Xavier Díez de Urdanivia

Por fin se despejó la incógnita y aunque es pronto para hacer evaluaciones, vale la pena comentar un par de datos que resaltan del breve, pero ilustrativo, discurso pronunciado tras su elección.

El primero tiene que ver con la independencia judicial, correctamente contemplada; el segundo tiene que ver con la imprescindible imparcialidad de la que debe hacer gala todo juez.

Es frecuente que se incurra en el que a mi juicio es un error craso: considerar como “titular de Poder Judicial Federal”, o como “presidente de todos los jueces federales” (como dijo el senador Germán Martínez el lunes anterior en el noticiero “Ciro por la mañana”) al presidente de la Suprema Corte de Justicia de la Nación. Ni una ni una cosa, ni la otra.

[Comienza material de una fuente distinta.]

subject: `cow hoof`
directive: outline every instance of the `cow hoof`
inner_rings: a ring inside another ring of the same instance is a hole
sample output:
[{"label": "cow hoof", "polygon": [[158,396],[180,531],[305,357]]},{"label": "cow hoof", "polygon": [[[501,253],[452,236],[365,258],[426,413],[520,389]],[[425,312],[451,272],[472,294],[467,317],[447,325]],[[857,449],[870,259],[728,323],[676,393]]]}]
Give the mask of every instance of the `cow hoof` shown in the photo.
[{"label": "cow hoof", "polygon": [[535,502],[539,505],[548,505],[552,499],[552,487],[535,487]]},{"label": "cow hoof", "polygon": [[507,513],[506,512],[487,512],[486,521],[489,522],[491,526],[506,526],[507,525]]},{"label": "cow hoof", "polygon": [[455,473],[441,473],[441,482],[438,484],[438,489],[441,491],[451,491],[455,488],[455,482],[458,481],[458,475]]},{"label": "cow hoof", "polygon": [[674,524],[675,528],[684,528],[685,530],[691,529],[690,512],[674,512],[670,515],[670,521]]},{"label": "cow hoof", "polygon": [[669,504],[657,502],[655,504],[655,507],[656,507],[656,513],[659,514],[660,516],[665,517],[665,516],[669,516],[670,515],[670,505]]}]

El titular del poder de juzgar –judicial, por tanto– es CADA JUEZ, local o federal, –incluidos los ministros y magistrados– dentro de los límites de la competencia que por razón de materia, territorio, grado, etc., la constitución y las leyes les confieren. El presidente de la Corte preside el Pleno de ella y el Consejo de la Judicatura; la ley le asigna, además, algunas actividades administrativas, pero sólo eso.

Se explica ese yerro, en buena medida, por la cultura del “presidencialismo”, que proyecta la figura del tlatoani-emperador-presidente, como un anacrónico “pater familiae” que concentra, en los hechos y más allá del Derecho, el poder de tomar las decisiones y ordenar su ejecución. Esa cultura ha permeado todas las instituciones, construyendo un sistema de pequeñas pirámides yuxtapuestas y sobrepuestas que conforman la gran pirámide política nacional, que poco tiene que ver con la estructura jurídica constitucional del país.

La señora presidenta de la Suprema Corte, por lo que se puede inferir de sus antecedentes, tiene empaque suficiente para lidiar con las vicisitudes del puesto, pero tiene también la oportunidad de impulsar, desde la posición privilegiada que ocupa, el cambio de cultura necesario para enmendar ese entuerto. Poco no sería lograrlo y, además, ser el factor que, como efecto dominó, detone otros cambios igualmente importantes.

La otra cuestión que estimo importante, la imparcialidad, remite de nueva cuenta a su discurso, en el que dijo: “La representación que se me encomienda tiene una doble dimensión, una doble responsabilidad, los representa a ustedes, ministros y ministras, de la Suprema Corte, consejeras y consejeros de la Judicatura Federal, al mismo tiempo, al ser la primera mujer que preside este máximo tribunal represento también a las mujeres”.

Hay en este párrafo un par de cosas que ameritan un comentario: la primera es que, en rigor, no fue nombrada representante de nadie, sino de la institución, para cuestiones de índole legal y protocolario. Lo que, en el contexto podría ser anodino, si no hubiera incluido a las mujeres, porque ese hecho, aunado a la omisión de la “imparcialidad” entre las características comprometidas expresamente para su desempeño (“representación, según dijo), pues ofreció “una representación basada en…estudio, reflexión, acción, autocrítica, honradez, empatía”, lo que resulta encomiable, pero puede genera aunque puede ser que de ello resulte una situación delicada, pues mencionar expresamente a la “empatía” -es de suponerse, por el contexto, que con las mujeres- y omitir a la “imparcialidad”, abre la puerta a situaciones que son de suyo delicadas, al grado de que podría radicar en ellas la degradación misma de los mejores atributos de los derechos fundamentales, como son la universalidad y la igualdad.

Hay que tener en cuenta que toda “acción afirmativa” es discriminación, aunque se le considere “positiva”, que sólo podrá justificarse en la medida necesaria y por un tiempo determinado, para enmendar desigualdades, no para crear unas nuevas.

Esos dos temas bien le podrían servir a la señora ministra Piña para fincar sus primeras acciones para reforzar la función judicial, y también os derechos fundamentales. Si lo hace con éxito, pasará a la historia por razones de mucho mayor peso que ser la primera mujer en presidir la Suprema Corte.